Auctions are carried out in the comments section of a submission. Usually the host of the auction will designate a post where people can "bid" and people will reply to that one post, then reply to each other to outbid one another. The auction ends at after a set time period or on a set date and whoever was the highest bidder has to pay for the character or adoptable. 

Here's an example of an auction http://www.furaffinity.net/view/15335072/


----------



## MoeHentaiRin (Jan 1, 2015)

monochromatic-dragon said:


> YCH - "your character here" basically someone draws a figure doing some sort of pose but doesn't fill in the details, and other people have to either bid in an auction format or pay a flat price to have their character drawn in. Here's an example of a YCH I did that demonstrates this
> 
> Before:
> 
> ...




Thank you!
Question what does AB stand for?

Also, in terms of auctioning adoptables, its basically a pre-made pet that the artist can change for a person right?


----------



## monochromatic-dragon (Jan 1, 2015)

AB = autobuy. If you really want the character and don't want to have a bidding war someone can just automatically buy it. Usually the autobuy is set very high. 

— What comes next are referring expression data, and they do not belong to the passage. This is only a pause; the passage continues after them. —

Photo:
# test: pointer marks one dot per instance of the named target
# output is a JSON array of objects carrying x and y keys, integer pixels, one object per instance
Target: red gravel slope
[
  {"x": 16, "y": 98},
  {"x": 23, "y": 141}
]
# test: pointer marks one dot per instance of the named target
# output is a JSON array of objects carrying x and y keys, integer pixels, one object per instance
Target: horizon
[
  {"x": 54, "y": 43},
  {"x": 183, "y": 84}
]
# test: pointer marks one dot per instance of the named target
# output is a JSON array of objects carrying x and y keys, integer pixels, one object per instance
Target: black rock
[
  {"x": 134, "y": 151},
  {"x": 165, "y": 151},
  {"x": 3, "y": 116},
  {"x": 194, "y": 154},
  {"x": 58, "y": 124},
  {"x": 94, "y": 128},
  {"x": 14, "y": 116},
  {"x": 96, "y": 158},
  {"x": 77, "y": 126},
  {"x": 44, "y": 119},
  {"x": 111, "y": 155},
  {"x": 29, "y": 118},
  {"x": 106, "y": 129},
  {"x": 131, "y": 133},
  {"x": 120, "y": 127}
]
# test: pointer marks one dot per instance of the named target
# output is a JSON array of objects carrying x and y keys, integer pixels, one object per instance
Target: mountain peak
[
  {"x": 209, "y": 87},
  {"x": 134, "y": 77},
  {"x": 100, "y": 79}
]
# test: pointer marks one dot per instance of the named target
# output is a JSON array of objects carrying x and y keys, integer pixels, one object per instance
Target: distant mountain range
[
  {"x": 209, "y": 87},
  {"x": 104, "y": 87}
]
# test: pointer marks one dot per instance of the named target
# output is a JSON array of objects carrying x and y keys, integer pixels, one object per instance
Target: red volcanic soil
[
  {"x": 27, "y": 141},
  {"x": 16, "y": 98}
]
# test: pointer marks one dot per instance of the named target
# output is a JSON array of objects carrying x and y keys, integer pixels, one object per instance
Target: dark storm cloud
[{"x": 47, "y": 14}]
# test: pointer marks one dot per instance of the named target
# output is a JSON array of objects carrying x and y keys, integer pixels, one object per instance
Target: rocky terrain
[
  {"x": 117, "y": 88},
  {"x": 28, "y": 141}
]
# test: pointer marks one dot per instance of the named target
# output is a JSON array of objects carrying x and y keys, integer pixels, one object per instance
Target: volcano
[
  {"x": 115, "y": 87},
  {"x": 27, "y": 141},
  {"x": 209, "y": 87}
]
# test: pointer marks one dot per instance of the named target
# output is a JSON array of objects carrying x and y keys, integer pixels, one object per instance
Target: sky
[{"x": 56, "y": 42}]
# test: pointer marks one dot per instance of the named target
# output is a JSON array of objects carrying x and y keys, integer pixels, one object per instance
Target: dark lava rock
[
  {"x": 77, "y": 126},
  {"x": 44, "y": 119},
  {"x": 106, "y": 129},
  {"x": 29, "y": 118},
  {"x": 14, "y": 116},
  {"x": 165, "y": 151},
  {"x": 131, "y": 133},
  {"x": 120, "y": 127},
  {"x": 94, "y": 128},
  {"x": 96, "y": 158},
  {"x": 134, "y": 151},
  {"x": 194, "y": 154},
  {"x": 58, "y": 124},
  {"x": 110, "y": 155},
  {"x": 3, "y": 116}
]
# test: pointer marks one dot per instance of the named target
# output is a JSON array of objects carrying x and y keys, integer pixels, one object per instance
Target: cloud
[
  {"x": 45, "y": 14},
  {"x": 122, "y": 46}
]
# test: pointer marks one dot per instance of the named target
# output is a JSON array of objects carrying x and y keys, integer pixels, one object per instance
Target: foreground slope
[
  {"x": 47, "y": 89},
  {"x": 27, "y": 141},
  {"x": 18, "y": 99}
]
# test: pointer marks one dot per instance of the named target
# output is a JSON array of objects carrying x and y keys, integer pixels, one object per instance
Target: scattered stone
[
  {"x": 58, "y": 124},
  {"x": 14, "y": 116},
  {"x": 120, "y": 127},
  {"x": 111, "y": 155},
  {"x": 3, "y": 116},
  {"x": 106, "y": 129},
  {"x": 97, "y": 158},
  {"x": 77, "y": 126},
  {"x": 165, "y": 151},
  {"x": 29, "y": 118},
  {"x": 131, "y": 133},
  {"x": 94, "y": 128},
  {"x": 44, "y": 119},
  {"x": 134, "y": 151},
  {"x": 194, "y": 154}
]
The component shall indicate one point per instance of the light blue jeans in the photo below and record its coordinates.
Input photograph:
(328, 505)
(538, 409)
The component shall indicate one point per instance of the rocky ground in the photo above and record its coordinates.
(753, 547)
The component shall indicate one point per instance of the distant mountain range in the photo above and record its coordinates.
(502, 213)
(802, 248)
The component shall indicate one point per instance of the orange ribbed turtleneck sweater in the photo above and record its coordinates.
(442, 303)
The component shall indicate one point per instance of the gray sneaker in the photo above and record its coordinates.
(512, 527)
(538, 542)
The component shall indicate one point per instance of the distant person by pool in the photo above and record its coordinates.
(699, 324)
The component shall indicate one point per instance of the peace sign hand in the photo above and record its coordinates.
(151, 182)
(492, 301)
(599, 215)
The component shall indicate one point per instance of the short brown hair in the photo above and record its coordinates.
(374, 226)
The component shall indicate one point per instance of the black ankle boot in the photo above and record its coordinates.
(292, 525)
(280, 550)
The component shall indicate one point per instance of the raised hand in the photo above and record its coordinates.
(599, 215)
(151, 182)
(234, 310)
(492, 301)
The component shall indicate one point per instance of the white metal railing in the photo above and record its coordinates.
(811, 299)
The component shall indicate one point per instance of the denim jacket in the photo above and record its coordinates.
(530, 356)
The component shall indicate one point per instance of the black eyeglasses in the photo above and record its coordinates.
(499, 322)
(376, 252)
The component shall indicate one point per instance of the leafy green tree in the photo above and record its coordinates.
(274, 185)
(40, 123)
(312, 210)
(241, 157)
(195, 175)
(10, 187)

Basically yes. The artist will sometimes make small changes or adjustments to the adoptable but they won't overhaul the whole design.


----------



## MoeHentaiRin (Jan 1, 2015)

monochromatic-dragon said:


> AB = autobuy. If you really want the character and don't want to have a bidding war someone can just automatically buy it. Usually the autobuy is set very high.
> 
> Basically yes. The artist will sometimes make small changes or adjustments to the adoptable but they won't overhaul the whole design.



Ah  I see,
I appreciate you taking the time to explain this to me.  I think I shall try and do an YCH now that I know how to do it properly, thanks and happy new years


----------